The attempt at preparing an outcome budget to monitor public expenditure is by itself laudable even though the first ever attempt might have fallen short of expectations. India joins a list of select countries, which have institutionalised a mechanism to measure the development outcomes of all government programmes. When properly structured, the outcome budget can become an important tool in the management of public finance, ensuring cost effectiveness of outlays while simultaneously ensuring that the money spent is accounted for. As it would indicate expenditure incurred on specific projects along with the physical progress achieved during the year, the document will serve as a reference point for the next year's budget. A pre-requisite to the exercise is transparency in government finances. Earlier this year, the Government decided to place in the public domain relevant information on spending by the Central Ministries so that those who have a stake as well as public-spirited citizens can scrutinise how the money is spent. The outcome budget takes the process further: in what is termed as a pre-expenditure process, it will set targets to be achieved along with timetables for each project or programme. That way financial outlays are expressed in terms of physical targets that can be more meaningfully monitored.

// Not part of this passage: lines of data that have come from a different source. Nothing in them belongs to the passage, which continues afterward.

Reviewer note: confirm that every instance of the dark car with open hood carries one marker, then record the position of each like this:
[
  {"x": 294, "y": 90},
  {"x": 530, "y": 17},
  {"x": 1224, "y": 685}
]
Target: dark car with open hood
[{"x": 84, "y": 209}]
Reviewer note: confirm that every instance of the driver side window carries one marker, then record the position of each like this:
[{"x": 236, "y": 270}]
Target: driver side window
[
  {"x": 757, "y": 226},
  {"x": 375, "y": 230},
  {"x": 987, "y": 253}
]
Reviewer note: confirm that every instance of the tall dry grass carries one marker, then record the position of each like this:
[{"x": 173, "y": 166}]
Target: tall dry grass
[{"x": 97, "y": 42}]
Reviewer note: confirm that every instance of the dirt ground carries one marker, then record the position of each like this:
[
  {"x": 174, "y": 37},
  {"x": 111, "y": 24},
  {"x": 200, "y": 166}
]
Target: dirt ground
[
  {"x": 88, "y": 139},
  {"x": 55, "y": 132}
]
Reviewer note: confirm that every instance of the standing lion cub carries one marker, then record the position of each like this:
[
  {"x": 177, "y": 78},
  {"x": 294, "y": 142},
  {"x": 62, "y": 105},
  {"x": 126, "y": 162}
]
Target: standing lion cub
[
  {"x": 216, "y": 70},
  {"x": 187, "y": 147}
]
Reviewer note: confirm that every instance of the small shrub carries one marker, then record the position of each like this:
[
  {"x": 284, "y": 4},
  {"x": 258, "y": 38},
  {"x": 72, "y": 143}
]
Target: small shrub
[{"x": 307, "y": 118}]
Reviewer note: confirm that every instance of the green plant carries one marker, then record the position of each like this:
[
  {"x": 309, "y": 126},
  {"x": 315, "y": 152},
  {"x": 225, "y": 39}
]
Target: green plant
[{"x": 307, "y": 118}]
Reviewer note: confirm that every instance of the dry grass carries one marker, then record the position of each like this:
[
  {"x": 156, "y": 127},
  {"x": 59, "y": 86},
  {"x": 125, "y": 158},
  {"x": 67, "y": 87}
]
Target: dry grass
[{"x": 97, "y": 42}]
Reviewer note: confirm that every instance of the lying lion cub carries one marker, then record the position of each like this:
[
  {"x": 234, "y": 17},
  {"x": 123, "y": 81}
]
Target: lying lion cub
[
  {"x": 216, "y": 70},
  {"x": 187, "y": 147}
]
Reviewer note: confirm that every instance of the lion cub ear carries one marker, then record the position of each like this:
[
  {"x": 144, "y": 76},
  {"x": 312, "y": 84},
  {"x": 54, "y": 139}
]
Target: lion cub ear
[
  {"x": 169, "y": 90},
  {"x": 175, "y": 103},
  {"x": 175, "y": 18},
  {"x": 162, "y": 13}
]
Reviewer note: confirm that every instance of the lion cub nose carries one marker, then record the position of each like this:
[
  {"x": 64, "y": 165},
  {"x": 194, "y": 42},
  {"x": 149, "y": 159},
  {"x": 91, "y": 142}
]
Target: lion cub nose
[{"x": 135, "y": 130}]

Inevitably the first attempt, even by the Government's admission, has not yielded "a perfect document." The Government needs to build the requisite skills, knowledge, and attitude to draw proper lessons from the exercise that calls for much more than juxtaposing sanctioned expenditure with the physical progress achieved. The expectation is that there will be an increased awareness among government servants of the need to concentrate on outcomes rather than on the outlays. Although as many as 44 ministries and 61 departments have participated this year it is only plan expenditure that is being monitored for now. The bigger challenge, as always, is to check non-plan expenditure. There have been certain practical difficulties such as in benchmarking the standards and quality of outcomes in certain areas such as infrastructure where the outlays are huge. Besides, it is not easy to evaluate, in one financial year, the effectiveness of programmes or projects that typically take many years to fructify. Programmes with a high social content need to be measured against specially developed benchmarks. The Government has promised to set up a special mechanism to monitor flagship programmes such as the Bharat Nirman and the new national rural employment guarantee scheme. The outcome budget is a welcome step in the direction of greater fiscal discipline. Obviously it needs to be further refined and enlarged if the results envisaged are to be achieved.